Niessen ist, ebenso wie die meisten Thingspiele und Thingstätten, heute vergessen, die Gründe sind trotz der einst regelrechten Thingeuphorie unklar. Akten, die Aufschluss darüber geben könnten, existieren nicht mehr. Im erwähnten Geheimerlass Goebbels‘ vom 23. Oktober 1935 wurde der Begriff „Thing“ mit einem Tabu belegt. Die Presse erhielt Anweisung, das Wort notfalls auch aus den Reden angesehener Persönlichkeiten zu tilgen. 1936 wurde den Thingspielen dann die „Reichswichtigkeit“ aberkannt. Öffentlich thematisiert wurde diese Kehrtwende in der Kulturpolitik aber nie.
Auch in der Sowjetunion trat an die Stelle der frühen Massenspiele inzwischen die stalinistische Parade. Die späteren sowjetischen Rituale zum 1. Mai, zu Weltjugendfestspielen und Spartakiaden hatten als von oben her inszenierte Massengeometrie und Aufmärsche einen anderen Charakter als die Erweckungsspiele des frühen Proletkults. In der Frühzeit der DDR gab es zunächst einzelne Versuche, das Fest- und Massenspiel wiederzubeleben, aber sie bestätigten eher, dass dessen Zeit abgelaufen war. 1959 wurde die dramatische Ballade Klaus Störtebeker von Kurt Barthel im Rahmen der Rügenfestspiele in Ralswiek aufgeführt, laut Eichberg der „bisher gelungenste Versuch einer Massenspielinszenierung“. Es gibt sie bis heute.
Die germanistischen Darstellungen zu diesem Kapitel der deutschen Literaturgeschichte seien „ziemlich knapp“, befand der Bochumer Emeritus Uwe-K. Ketelsen schon 2004 in der Kritischen Ausgabe: „Solche Selbstbeschränkung dürfte vor allem der Ratlosigkeit gegenüber diesen Texten und den zu ihnen gehörenden theatralen Praktiken entspringen.

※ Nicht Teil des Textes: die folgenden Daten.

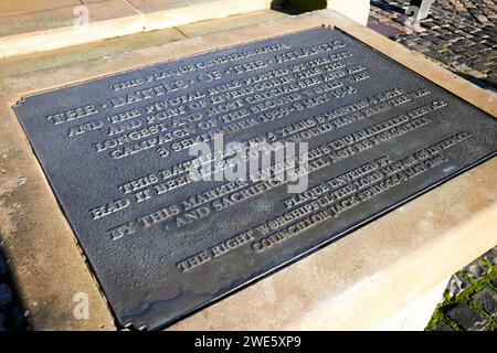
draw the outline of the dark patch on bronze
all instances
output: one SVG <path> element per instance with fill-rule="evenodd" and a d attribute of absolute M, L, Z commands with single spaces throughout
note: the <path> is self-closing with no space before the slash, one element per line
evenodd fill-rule
<path fill-rule="evenodd" d="M 14 109 L 119 323 L 147 329 L 302 258 L 497 149 L 493 117 L 325 28 L 40 93 Z M 213 129 L 229 131 L 225 142 L 308 141 L 309 191 L 288 194 L 282 184 L 250 196 L 254 183 L 181 184 L 186 173 L 173 168 L 191 159 L 186 141 Z M 240 201 L 243 191 L 250 197 Z M 178 227 L 187 213 L 199 221 Z"/>

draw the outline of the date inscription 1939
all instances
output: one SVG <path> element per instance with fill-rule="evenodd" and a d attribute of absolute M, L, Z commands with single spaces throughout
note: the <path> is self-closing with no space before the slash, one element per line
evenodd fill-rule
<path fill-rule="evenodd" d="M 328 28 L 35 94 L 14 110 L 117 319 L 147 329 L 497 150 L 493 117 Z M 308 188 L 193 180 L 189 148 L 219 135 L 307 142 Z"/>

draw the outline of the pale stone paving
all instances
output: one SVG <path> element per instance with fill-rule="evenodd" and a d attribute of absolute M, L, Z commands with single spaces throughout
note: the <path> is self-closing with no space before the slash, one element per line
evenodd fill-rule
<path fill-rule="evenodd" d="M 409 0 L 372 0 L 369 26 L 484 88 L 497 89 L 497 0 L 435 0 L 423 32 Z M 497 247 L 453 275 L 426 330 L 497 330 Z"/>

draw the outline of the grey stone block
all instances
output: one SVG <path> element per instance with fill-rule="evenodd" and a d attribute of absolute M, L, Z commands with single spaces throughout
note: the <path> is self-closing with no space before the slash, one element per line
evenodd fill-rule
<path fill-rule="evenodd" d="M 474 293 L 472 298 L 489 314 L 497 315 L 497 292 L 484 288 Z"/>
<path fill-rule="evenodd" d="M 478 280 L 483 278 L 486 274 L 488 274 L 488 268 L 484 264 L 482 264 L 480 260 L 476 259 L 469 265 L 467 265 L 463 269 L 463 272 L 469 276 L 469 278 Z"/>
<path fill-rule="evenodd" d="M 448 324 L 446 324 L 443 321 L 438 321 L 435 327 L 433 328 L 433 331 L 454 331 Z"/>
<path fill-rule="evenodd" d="M 448 281 L 447 291 L 451 298 L 461 295 L 466 288 L 469 287 L 469 282 L 461 275 L 453 275 Z"/>
<path fill-rule="evenodd" d="M 487 320 L 465 302 L 452 307 L 447 311 L 447 315 L 466 331 L 483 331 L 488 325 Z"/>

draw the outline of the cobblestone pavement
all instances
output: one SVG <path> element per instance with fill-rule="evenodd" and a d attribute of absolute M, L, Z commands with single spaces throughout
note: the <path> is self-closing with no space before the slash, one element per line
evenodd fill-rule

So bleibt es meist bei konsensfähigen Geschmacksurteilen und politisch korrekten, manipulationstheoretisch fundierten Einschätzungen.“ Er verwies darauf, dass sich die einschlägigen Texte als belletristische Aufarbeitungen von Hitler-, Goebbels-, Rosenberg-, etc.-Zitaten lesen und damit in den Horizont des III .Reichs einschränken ließen.
„Aber ließe sich die Blickrichtung nicht auch umkehren und konstatieren, dass Hitler, Goebbels, Rosenberg etc. mit den Verfassern dieser Texte an einem gemeinsamen Pool von Vorstellungen, Bildern und Argumenten partizipieren, der aus älteren historischen Beständen stammt?“, fragt er ketzerisch. Eine solche Umkehrung verletze ein Tabu, „indem sie den Panzer sprengt, der beruhigend um das III. Reich gelegt worden ist; sie macht es zu einem integralen Bestandteil unserer Geschichte“.
Zuletzt versuchte die Bielefelder Kunstprofessorin Katharina Bosse aus eher linker Perspektive, diesen Panzer interdisziplinär zu sprengen, und veröffentlichte neben dem Bildband „Thingstätten“ (Bielefeld:Kerber 2020) auch eine zugehörige Internetseite www.thingstaetten.info, die ein umfangreiches Archiv werden, Regionalforschungen vernetzen und Dokumentationen zusammenführen soll. Interessierte können das Portal mit Material und Erkenntnissen ergänzen.